Par conséquent, toute affirmation portant sur l’identification juive qui omet de prendre en compte la perception d’un judaïsme menacé risque de sous-estimer gravement la portée de l’engagement juif. Les déclarations de surface faisant état d’une faible identité juive peuvent être trompeuses au plus haut point. Et comme nous allons le voir, il y a de solides preuves d’une fausse conscience très répandue chez les Juifs de gauche radicale, relativement à leur judaïté.

Qui plus est, de solides preuves montrent que sous les tsars comme dans la période post-révolutionnaire, les bolchéviks juifs ne voyaient nulle contradiction entre leurs activités et les intérêts juifs. La révolution mit fin à l’antisémitisme officiel du pouvoir tsariste et même si l’antisémitisme populaire persévéra dans la période post-révolutionnaire, le pouvoir le mit officiellement hors-la-loi. Les Juifs étaient très largement sur-représentés aux postes-clés de l’économie et de la politique ainsi que dans le domaine culturel, au moins jusqu’aux années 1940. C’était un pouvoir qui cherchait agressivement à détruire tous les vestiges de la chrétienté en tant que force unificatrice dans l’Union Soviétique, et qui dans le même temps tâchait de mettre sur pied une sous-culture juive laïcisée, de façon à ce que le judaïsme ne perdît ni sa continuité en tant que groupe, ni ses mécanismes unificateurs, comme la langue yiddish.

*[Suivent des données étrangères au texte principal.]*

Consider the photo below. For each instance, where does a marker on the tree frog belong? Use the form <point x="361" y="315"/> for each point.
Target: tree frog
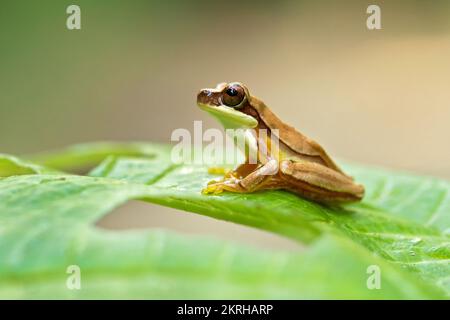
<point x="300" y="165"/>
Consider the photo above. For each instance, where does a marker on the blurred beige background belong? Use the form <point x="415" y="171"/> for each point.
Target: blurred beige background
<point x="132" y="72"/>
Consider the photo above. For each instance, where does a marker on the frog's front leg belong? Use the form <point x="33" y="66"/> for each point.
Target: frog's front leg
<point x="247" y="183"/>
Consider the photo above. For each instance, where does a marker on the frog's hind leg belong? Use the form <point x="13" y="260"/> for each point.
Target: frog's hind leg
<point x="319" y="183"/>
<point x="261" y="178"/>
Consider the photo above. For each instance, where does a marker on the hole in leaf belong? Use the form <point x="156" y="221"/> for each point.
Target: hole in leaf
<point x="142" y="215"/>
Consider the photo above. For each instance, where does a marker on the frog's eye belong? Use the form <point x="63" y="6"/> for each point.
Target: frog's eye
<point x="233" y="95"/>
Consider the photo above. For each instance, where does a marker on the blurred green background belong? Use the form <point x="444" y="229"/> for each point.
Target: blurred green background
<point x="132" y="72"/>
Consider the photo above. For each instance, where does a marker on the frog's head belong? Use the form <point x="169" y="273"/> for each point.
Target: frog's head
<point x="227" y="103"/>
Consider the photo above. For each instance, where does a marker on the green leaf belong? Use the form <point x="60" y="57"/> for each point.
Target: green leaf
<point x="47" y="223"/>
<point x="414" y="234"/>
<point x="10" y="165"/>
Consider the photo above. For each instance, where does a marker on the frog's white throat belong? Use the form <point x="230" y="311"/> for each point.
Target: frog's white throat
<point x="229" y="117"/>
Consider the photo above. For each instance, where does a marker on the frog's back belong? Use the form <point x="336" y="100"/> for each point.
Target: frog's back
<point x="293" y="144"/>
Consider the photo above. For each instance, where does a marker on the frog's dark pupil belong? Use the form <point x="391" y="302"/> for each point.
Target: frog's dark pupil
<point x="232" y="92"/>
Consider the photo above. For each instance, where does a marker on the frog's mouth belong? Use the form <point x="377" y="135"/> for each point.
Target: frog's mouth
<point x="229" y="117"/>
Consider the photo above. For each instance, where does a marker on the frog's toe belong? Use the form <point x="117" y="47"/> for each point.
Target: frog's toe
<point x="213" y="188"/>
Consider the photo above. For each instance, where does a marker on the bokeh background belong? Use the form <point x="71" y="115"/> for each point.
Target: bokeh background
<point x="378" y="97"/>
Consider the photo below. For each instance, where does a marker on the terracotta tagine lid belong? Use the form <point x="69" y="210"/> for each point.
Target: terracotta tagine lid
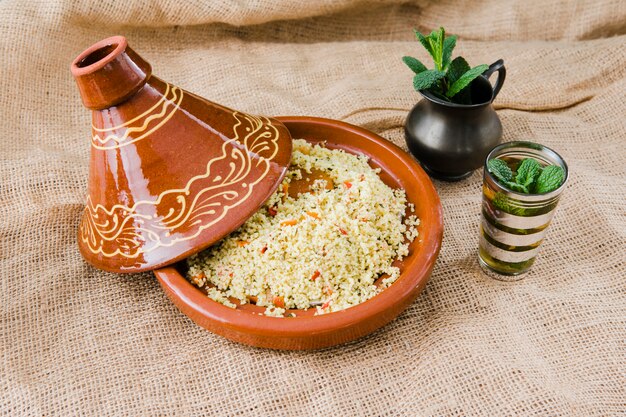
<point x="170" y="172"/>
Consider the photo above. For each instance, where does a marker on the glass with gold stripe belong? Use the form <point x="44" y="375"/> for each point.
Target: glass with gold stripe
<point x="513" y="224"/>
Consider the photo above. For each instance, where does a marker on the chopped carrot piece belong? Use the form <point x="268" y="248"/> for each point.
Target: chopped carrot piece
<point x="279" y="301"/>
<point x="198" y="278"/>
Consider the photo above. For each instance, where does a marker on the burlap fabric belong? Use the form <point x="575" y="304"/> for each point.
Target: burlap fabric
<point x="78" y="341"/>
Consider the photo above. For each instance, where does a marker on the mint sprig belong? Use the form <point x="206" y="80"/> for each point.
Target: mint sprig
<point x="530" y="176"/>
<point x="550" y="179"/>
<point x="450" y="78"/>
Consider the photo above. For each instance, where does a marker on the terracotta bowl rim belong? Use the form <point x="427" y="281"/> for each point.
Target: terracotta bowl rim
<point x="416" y="271"/>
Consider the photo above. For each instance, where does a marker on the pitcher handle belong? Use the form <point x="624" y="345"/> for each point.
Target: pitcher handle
<point x="496" y="66"/>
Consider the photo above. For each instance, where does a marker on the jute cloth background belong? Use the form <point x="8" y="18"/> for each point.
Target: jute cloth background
<point x="78" y="341"/>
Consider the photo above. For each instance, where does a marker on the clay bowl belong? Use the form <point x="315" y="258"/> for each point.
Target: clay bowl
<point x="248" y="325"/>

Il est par conséquent douteux que les bolchéviks juifs de l’URSS eussent à faire un choix entre leur identité juive et leur identité bolchévik, au moins dans la période qui va de la phase pré-révolutionnaire jusqu’aux années 1930. Compte tenu de cette congruence au sein d’un « intérêt identificatoire bien compris » pour ainsi dire, il est tout à fait compréhensible que des bolchéviks juifs aient pu à titre individuel nier ou passer outre leur identité juive – sans doute avec l’aide de mécanismes de fausse conscience – tout en conservant par devers eux une identité juive qui referait surface à l’occasion d’un conflit entre intérêts juifs et politique communiste.